Gran Canaria erleben

Auch im Winter die Sonne auf den Kanaren genießen

Meeresbrandung in Maspalomas - Michael Hubka/pixelio
Meeresbrandung in Maspalomas - Michael Hubka/pixelio
Gran Canaria - Erholung und Abenteuer. Die Insel westlich von Afrika bietet für jeden Geschmack etwas.

Sicher haben die meisten Menschen schon einmal von den kanarischen Inseln gehört. Sie verbinden diese vielleicht mit Massentourismus und Nackten an den Stränden.

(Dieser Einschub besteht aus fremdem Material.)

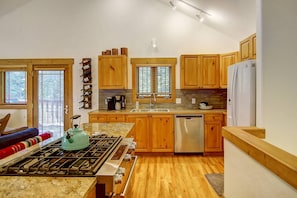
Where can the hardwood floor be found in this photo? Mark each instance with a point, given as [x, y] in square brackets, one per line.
[174, 176]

Hierzu mögen auch einige in Deutschland recht berühmte Schlager beigetragen haben. Doch wie ist Gran Canaria wirklich?

Gran Canaria: Im Winter den Frühling erleben

Immer wieder hört man im Bekanntenkreis davon, dass viele Menschen den Herbst und Winter wegen des schlechten Wetters nur sehr schwer ertragen können. Sie klagen über Rücken-, Kreuz- oder Knochenschmerzen. Ebenso fühlen sie sich depressiver als zu wärmeren Jahreszeiten. Diesen Leuten kann empfohlen werden, einmal einen Urlaub auf Gran Canaria zu verbringen. Dort herrscht auch im Winter ein gemäßigtes Klima mit milden Temperaturen um die 25 Grad Celsius. Baden im Meer ist höchstens an sehr stürmischen Tagen, die gelegentlich auftreten, nicht möglich. In den zahlreichen Bars, Bistros und Restaurants kann man eine Atmosphäre wie in Deutschland im Sommer genießen. Sicher wirkt sich alleine dieser Umstand positiv auf Seele und Gemüt aus. Ebenso wird die dortige Mentalität der Einwohner als angenehm und fernab der deutschen Stress-Mentalität empfunden.

Wo soll man auf der Kanaren-Insel den Urlaub verbringen?

Wenn man am Flughafen in der Nähe der Inselhauptstadt Las Palmas landet, ist man möglicherweise zunächst von der dortigen Umgebung enttäuscht. Dieser steht aber praktisch auch auf freiem Feld und ist kein Urlaubsgebiet im eigentlichen Sinn. Den Urlaub kann man beispielsweise in der Inselhauptstadt Las Palmas verbringen. In der Metropole der Insel leben die meisten Einwohner. Hier sind Touristen noch in der Minderheit. Ein schöner Stadtstrand sorgt dafür, dass man nach Herzenslust baden und in der Sonne liegen kann. Er erinnert ein bisschen an bekannte Stadtstrände in Brasilien. In der Hauptstadt können imposante Bauwerke wie die berühmte Kathedrale besichtigt werden.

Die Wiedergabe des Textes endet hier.